Lakonisch auf den Punkt gebracht: das Gehirn bestimmt, wann Schluss ist. Dass der Zeitpunkt, neben der (Lauf-)Geschwindigkeit, von anderen Variablen wie Umgebungstemperatur, Luftfeuchtigkeit, Nährstoffversorgung und der Willensanstrengung abhängigt, bleibt einleuchtend und ist bereits empirisch nachgewiesen. Was bisher aufgrund technisch-methodischer Schwierigkeiten ausblieb, war die direkte Messung von Interkationen im Gehirn:

Und genau das ist den Forschern aus Zürich nun gelungen. Dreierlei Erkenntnisse sind bemerkenswert:

  • Bei Kraft benötigenden Kontraktionen (hier realisiert durch eine einfache Bewegung:  Kontraktion des Oberschenkelstreckers), die dauerhaft zur Ermüdung führen, wurden aus dem Muskel stammende, afferente Nervenimpulse gemessen, die direkt hemmend auf das primäre motorische Areal wirkten und folglich zum Bewegungsabbruch führten. Bei Narkotisierung des Rückenmarks (der neuronale Rückmeldeweg des Muskels wurde unterbrochen), fielen die ermüdungsbedingten Hemmprozesse signifikant geringer aus
  • in einem zweiten Versuch wurden die Gehirnareale mit gesteigerter Aktivität bei eintretender Ermüdung lokalisiert: Thalamus und insulärer Kortex. Beide Regionen sind auch zunehmend aktiviert, wenn Hunger oder und Schmerz wahrgenommen werden
  • in einem 3. Projekt wurde die zunehmende Interaktion zwischen dem insulären Kortex und dem primären motorischen Areal, bei körperlicher Ermüdung nachgewiesen. 

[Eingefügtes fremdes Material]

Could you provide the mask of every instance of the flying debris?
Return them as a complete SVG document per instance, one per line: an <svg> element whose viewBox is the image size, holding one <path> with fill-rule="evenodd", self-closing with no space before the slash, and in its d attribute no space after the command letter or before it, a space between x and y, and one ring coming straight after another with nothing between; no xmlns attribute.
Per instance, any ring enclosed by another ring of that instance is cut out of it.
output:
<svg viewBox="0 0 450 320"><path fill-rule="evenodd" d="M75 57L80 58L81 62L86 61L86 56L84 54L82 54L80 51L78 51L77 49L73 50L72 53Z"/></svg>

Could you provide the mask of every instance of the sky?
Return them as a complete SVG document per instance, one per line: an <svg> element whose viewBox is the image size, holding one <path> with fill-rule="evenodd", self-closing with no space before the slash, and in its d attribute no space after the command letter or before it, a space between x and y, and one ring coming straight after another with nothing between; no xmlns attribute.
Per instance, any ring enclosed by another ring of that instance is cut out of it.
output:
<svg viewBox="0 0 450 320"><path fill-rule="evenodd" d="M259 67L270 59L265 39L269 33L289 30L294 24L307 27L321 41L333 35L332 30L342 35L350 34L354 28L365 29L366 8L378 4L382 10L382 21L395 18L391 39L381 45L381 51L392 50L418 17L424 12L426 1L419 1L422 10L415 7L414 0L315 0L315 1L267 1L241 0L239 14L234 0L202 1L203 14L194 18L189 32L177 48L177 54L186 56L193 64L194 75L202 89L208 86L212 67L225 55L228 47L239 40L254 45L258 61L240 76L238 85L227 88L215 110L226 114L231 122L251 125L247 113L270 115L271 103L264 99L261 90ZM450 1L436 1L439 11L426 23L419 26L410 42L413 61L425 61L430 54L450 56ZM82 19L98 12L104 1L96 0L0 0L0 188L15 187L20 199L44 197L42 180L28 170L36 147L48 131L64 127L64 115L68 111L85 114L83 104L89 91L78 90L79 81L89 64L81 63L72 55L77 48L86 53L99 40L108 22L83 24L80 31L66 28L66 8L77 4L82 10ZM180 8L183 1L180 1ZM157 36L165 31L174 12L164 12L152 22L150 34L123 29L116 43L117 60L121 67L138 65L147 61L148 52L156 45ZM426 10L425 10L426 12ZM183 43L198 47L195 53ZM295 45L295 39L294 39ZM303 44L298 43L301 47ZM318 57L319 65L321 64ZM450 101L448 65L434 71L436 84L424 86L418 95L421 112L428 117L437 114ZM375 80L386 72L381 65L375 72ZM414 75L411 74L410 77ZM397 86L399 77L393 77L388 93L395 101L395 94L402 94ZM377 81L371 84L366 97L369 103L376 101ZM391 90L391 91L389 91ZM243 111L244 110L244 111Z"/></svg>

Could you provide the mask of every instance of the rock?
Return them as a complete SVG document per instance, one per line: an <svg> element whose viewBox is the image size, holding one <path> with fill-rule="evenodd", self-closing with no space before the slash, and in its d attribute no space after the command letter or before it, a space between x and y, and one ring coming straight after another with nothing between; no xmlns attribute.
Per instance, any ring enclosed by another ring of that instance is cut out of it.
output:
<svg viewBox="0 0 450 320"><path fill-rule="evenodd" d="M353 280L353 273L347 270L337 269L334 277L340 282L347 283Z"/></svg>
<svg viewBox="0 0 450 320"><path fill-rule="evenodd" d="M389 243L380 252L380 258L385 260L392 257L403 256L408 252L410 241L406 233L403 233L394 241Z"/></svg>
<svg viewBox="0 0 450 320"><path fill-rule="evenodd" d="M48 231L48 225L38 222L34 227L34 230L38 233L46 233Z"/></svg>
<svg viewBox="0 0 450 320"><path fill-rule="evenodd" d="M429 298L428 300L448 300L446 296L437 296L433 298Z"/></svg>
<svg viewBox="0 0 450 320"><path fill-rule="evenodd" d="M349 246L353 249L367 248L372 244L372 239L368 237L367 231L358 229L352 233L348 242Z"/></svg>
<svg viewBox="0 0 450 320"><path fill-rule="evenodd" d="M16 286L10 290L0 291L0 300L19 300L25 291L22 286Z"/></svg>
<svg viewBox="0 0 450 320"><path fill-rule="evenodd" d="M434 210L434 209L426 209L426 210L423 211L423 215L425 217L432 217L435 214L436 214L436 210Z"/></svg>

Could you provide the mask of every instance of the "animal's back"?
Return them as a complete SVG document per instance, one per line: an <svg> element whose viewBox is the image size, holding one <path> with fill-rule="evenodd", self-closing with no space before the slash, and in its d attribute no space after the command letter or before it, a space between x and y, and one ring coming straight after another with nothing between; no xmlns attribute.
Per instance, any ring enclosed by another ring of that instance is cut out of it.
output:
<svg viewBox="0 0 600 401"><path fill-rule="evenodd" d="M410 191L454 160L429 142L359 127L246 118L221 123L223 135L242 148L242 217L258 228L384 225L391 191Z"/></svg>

Gewiss steckt die Sportphysiologie hier noch in den Kinderschuhen. Mit dem zukünftig besseren Verständnis für muskuläre Ermüdungsprozesse, könnten sich Strategien und Trainingsmethoden ableiten lassen, die muskuläre Ermüdung hinauszögern. Im klinischen Kontext lässt sich perspektivisch womöglich die nachlassende, muskuläre Leistungsfähigkeit bei verschiedenen Krankheitsbildern oder Medikationen erklären.
Erste Versuche, um Gehirninteraktionen bei komplexen Bewegungen zu lokaliseren, werden in einer Arbeitsgruppe von Sportphysiologie-Koryphäe Prof. Tim Noakes (Kapstadt, Südafrika) unternommen. Nachfolgendes Video beschreibt das Vorhaben und vermittelt einen Eindruck vom komplexen, radergometrischen Versuchsaufbau. Da kann man nur gespannt sein, welche Erkenntnisse das Jahr 2012 in diesem spannenden Forschungsfeld bereithält. 
Euch wünsche ich an diese Stelle jedenfalls ein gesundes, sportlich erfolgreiches und zufriedenes neues Jahr!